Ares left his chair and came before me on his knees. “I do not love you because you are beautiful”—he grinned—“or because you’re an absolute beast in bed, but because of who you are and have been and will be.” “And I do not love you for your strength or your sword. I love all of you, Ares.” My voice lowered, trembling with joy. “I am so happy you exist.” This love of ours was not static, but dynamic. A continuous process of discovery toward an infinite. If there could be an end, it wouldn’t be possession, but interdependence. For Ares could sweep me up, sweep me away even, but not from myself.
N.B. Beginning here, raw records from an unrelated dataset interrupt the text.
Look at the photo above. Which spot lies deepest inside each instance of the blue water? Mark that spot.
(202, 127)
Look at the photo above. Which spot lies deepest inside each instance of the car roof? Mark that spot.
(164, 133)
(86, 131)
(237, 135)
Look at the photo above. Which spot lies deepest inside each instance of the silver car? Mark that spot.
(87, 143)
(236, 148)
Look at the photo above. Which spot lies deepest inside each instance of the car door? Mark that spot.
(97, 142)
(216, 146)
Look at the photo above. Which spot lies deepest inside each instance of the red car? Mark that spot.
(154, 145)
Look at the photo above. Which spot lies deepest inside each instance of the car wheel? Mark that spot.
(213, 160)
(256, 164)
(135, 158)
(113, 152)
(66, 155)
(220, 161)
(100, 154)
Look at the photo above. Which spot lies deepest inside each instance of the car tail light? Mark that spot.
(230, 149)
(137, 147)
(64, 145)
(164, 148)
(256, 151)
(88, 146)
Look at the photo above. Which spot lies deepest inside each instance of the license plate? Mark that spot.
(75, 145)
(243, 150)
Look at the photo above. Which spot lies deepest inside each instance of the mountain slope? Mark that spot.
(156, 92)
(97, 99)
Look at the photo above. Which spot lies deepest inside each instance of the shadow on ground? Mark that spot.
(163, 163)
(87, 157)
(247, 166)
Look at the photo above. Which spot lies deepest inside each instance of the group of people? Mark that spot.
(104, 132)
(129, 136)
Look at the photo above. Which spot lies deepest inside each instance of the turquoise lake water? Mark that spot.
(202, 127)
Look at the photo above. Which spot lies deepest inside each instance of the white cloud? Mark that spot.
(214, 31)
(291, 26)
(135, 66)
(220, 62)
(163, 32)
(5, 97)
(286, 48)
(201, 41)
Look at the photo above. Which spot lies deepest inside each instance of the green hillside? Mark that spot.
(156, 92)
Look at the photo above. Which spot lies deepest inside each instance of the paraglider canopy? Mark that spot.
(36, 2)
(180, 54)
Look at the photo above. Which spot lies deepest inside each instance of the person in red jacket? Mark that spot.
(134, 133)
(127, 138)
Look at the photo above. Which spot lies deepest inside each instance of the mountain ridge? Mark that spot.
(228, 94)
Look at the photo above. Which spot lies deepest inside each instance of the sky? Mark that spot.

Never again. We were two souls, knotted together, made stronger by our individual freedoms.
The beautiful moments of love are the best solace—perhaps the only solace—when a soul is tormented by loss. And with the persistence of memory, no one you love is ever truly dead.
Sometimes it is easier to be the first to hate, the first to say no. Then nobody will laugh when you fail.

Together, hands intertwined, we remain the paradox, the polarizing duality in every soul. The capacity for both tenderness and terror, love and war. The same energy transferred back and forth until the last breath extinguishes upon this earth. A puff, a sigh, then nothing.
As long as something remains unknown, it retains the possibility of forever. Art only lasts if we continue to ask questions, if we continue to believe in the mystery. If humanity stops thinking, we take it all for granted.”
Love, he now knows, is real, but it isn’t an objective reality. It’s a subjective affirmation that yes, he exists, and a confirmation that yes, this life is worth it.